The controversial gas-extraction technique tends to inspire strong emotions in people living in areas affected by it.

shutterstock_355852043 Shutterstock / Calin Tatu Shutterstock / Calin Tatu / Calin Tatu

FRACKING IS A word that tends to inspire strong emotions in people.

A relatively new industry, hydraulic fracturing or fracking is the process of blasting deep through shale rock to access gas and fuel deposits contained therein.

Those who speak against the practice tend to make the argument that it’s environmentally unstable and can have tremendously negative effects on everything from water supply to air quality to the structural integrity of buildings.

The flipside of course is that the shale gas deposits seen in much of the northwest are estimated to be worth in excess of €120 billion. The existence of those deposits has never been a secret, but the emergence of fracking as a potentially viable extraction method is what brought them to the fore.

The process has had a relatively low profile here for much of the last two years since Leitrim county council voted to ban the practice in the shale-rich area to be found in and around the county’s northern border (other counties in the Republic affected include Cavan, Sligo, Donegal and Roscommon).

At present, the Environmental Protection Agency is compiling a detailed report, three years in the making, on the viability and effects of Unconventional Gas Exploration and Extraction (UGEE) methods such as fracking.

Meanwhile, over in the UK, Jeremy Corbyn was re-elected as UK Labour leader on Sunday last. And one of the first commitments made under his newly-mandated leadership was a promise to ban fracking entirely in the UK should Labour be elected to government.

This isn’t that remarkable a position in Britain – both Scotland and Wales currently have moratoriums placed on the controversial drilling practice while further research takes place. Labour’s announcement does seem to up the ante however.

Bills bills bills

24/3/2016. Talks To Form A New Government Eamon Ryan Leah Farrell Leah Farrell

In the current Dáil there are no fewer than three political motions planned in opposition to fracking:

However, at present the entire issue is in abeyance here pending the arrival of the above-mentioned EPA report into fracking.

So the two bills mentioned, neither of which are as yet moving through the legislative process, seem to be a little redundant.
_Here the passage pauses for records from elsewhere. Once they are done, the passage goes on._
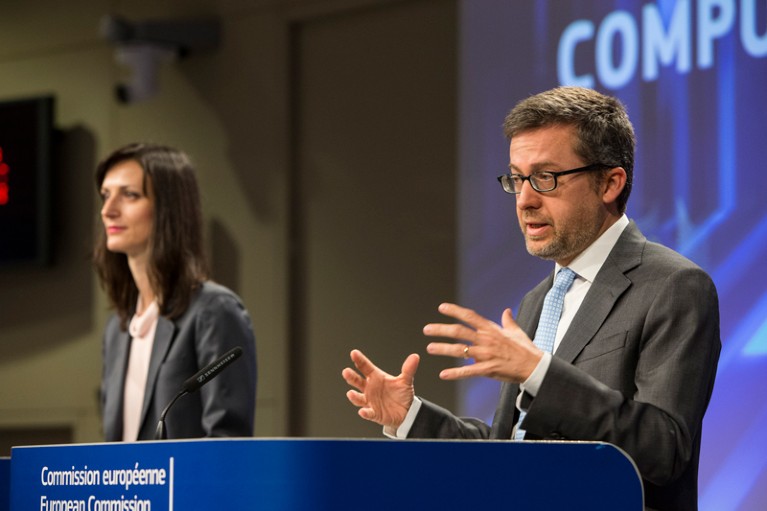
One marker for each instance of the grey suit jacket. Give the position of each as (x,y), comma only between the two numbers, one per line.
(636,369)
(215,322)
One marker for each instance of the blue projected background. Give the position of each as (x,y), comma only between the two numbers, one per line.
(693,75)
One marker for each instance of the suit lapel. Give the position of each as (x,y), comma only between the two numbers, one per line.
(116,386)
(506,414)
(610,283)
(162,340)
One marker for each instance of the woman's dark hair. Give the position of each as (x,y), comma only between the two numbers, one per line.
(177,265)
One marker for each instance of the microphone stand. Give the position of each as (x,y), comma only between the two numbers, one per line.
(161,433)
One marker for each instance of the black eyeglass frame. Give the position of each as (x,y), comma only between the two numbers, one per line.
(505,178)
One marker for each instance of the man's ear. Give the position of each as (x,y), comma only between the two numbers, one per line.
(613,183)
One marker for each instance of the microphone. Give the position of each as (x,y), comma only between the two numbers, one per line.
(194,383)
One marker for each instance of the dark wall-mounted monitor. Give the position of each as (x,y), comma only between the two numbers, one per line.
(26,133)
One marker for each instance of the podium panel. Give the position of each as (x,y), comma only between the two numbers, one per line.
(334,474)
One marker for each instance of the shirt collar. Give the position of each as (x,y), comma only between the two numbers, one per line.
(588,263)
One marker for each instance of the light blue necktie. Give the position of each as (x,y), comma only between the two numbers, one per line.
(546,332)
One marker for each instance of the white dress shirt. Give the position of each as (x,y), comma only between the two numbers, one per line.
(141,328)
(586,266)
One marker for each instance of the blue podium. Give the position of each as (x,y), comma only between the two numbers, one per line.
(318,474)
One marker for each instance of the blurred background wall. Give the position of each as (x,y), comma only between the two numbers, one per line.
(324,136)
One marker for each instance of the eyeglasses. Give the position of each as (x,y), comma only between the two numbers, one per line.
(543,181)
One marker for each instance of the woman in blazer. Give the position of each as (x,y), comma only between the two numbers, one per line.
(170,320)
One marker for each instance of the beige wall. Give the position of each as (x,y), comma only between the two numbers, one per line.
(233,110)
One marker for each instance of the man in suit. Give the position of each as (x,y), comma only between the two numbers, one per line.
(636,344)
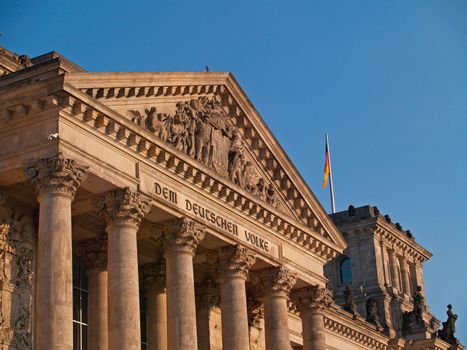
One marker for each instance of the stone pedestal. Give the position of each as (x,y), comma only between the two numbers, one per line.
(56,180)
(123,210)
(311,302)
(274,285)
(233,264)
(180,239)
(153,276)
(93,253)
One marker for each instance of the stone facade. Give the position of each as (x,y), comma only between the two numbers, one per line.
(189,220)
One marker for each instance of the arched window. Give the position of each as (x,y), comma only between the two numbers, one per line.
(345,271)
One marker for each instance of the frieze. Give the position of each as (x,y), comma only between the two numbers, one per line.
(203,130)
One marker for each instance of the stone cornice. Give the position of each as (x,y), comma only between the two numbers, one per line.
(274,281)
(232,261)
(399,242)
(111,124)
(105,86)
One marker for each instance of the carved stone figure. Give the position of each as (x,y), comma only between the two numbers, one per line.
(449,327)
(203,130)
(349,305)
(372,312)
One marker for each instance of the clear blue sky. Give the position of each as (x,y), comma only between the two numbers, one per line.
(387,79)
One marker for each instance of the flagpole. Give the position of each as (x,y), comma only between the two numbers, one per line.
(331,187)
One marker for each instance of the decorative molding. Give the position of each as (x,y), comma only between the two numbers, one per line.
(207,295)
(56,175)
(203,130)
(180,235)
(153,277)
(16,279)
(312,298)
(274,281)
(122,207)
(93,252)
(181,165)
(233,261)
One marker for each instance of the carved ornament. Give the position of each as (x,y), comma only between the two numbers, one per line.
(122,207)
(313,298)
(180,235)
(208,295)
(56,175)
(274,281)
(203,130)
(93,252)
(153,277)
(232,261)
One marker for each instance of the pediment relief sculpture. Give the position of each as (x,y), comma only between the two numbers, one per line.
(203,130)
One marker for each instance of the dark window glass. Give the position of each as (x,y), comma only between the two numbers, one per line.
(80,306)
(345,271)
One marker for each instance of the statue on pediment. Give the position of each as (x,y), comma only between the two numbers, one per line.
(202,129)
(449,327)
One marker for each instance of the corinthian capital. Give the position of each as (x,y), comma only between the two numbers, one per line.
(233,261)
(56,175)
(180,235)
(93,252)
(153,277)
(275,281)
(122,206)
(313,298)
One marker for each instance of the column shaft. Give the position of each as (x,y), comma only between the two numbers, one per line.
(234,314)
(313,331)
(54,274)
(97,309)
(156,320)
(123,288)
(181,313)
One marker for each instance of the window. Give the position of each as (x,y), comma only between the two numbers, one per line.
(80,306)
(345,271)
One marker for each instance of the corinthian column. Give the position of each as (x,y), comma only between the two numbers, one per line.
(180,239)
(311,302)
(153,276)
(274,285)
(233,265)
(56,180)
(394,272)
(122,211)
(93,253)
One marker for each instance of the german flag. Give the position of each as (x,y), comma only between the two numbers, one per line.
(327,168)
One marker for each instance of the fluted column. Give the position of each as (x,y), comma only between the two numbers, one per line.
(93,253)
(405,275)
(393,267)
(180,238)
(122,211)
(233,265)
(311,302)
(56,180)
(274,285)
(153,276)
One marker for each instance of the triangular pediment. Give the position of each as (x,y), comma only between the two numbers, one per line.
(208,117)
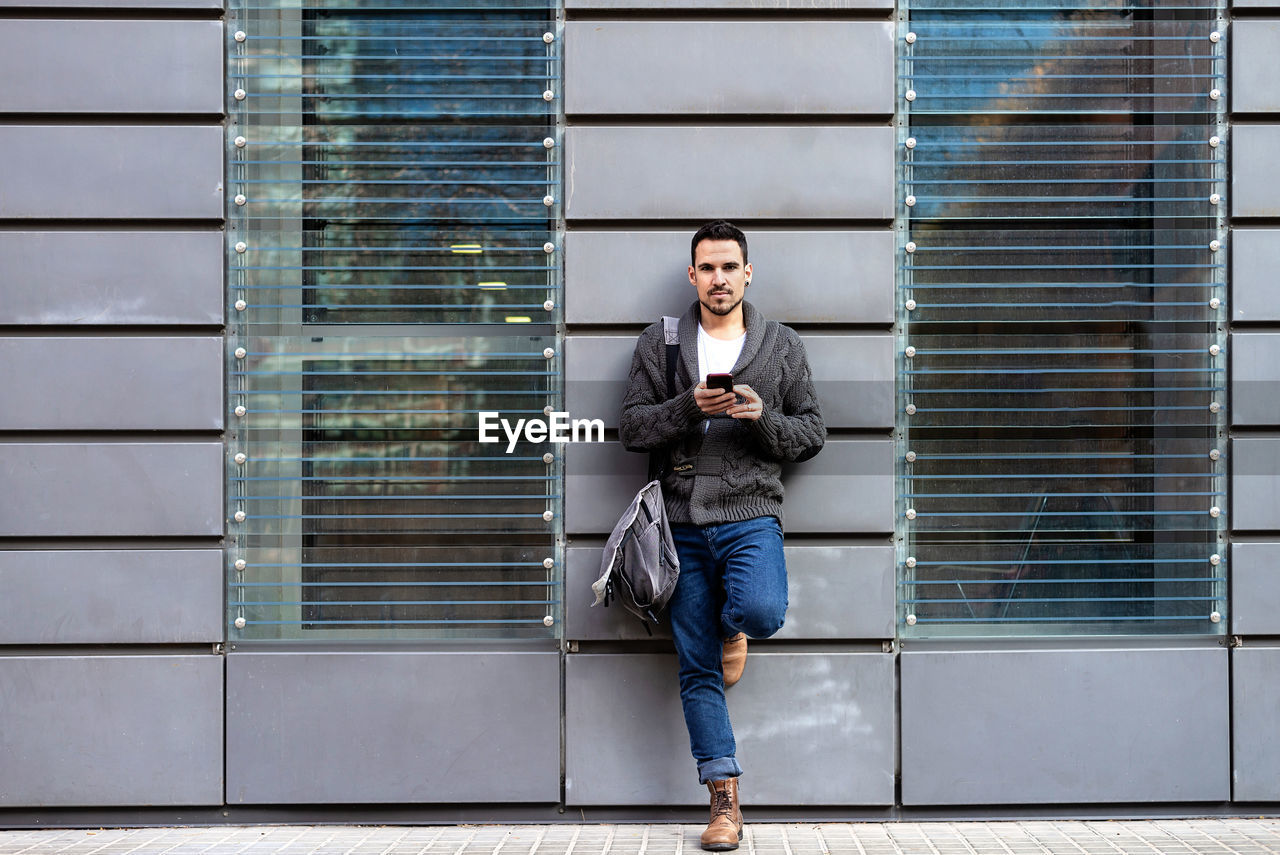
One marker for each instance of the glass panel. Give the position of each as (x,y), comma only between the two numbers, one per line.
(393,273)
(1061,314)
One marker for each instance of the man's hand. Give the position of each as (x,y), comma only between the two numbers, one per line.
(713,401)
(752,406)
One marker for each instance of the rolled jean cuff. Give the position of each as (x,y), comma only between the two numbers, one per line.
(718,769)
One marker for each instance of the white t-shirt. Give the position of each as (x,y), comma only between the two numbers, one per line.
(717,356)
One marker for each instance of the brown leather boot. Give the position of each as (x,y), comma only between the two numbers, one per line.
(726,826)
(734,658)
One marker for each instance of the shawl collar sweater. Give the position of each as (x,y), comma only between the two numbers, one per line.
(730,469)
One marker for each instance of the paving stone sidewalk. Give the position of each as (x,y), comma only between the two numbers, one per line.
(1052,837)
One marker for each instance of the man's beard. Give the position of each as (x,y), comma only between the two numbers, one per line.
(725,309)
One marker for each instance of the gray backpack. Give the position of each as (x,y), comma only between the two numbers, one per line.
(640,566)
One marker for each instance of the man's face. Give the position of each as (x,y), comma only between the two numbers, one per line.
(720,275)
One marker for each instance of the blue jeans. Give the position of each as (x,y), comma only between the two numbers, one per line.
(732,579)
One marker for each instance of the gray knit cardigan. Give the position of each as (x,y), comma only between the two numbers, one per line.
(732,470)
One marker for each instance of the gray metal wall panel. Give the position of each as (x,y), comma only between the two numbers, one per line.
(853,375)
(1255,170)
(1255,484)
(835,593)
(753,5)
(1255,45)
(744,67)
(1255,384)
(987,727)
(110,489)
(106,172)
(112,597)
(112,731)
(1255,571)
(112,67)
(173,383)
(767,172)
(99,278)
(392,727)
(856,286)
(812,728)
(1255,712)
(848,488)
(1255,259)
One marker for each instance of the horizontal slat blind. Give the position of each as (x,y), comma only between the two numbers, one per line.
(393,273)
(1063,367)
What you can see them as is a sort of marker, to keep the subject in the public consciousness.

The fact there’s two of them can be seen perhaps as different parties seeking to claim credit for championing the issue.

“The subject has been put back on the long finger recently,” says Eamon Ryan, leader of the Green Party, who says his party’s joint motion on the subject will be actioned if and when the subject comes centre-stage once more.

I think personally it should be permanently put on the long finger.

Ryan is not overly concerned however, and says his “political sense” tells him that there isn’t much traction in government for proceeding with fracking.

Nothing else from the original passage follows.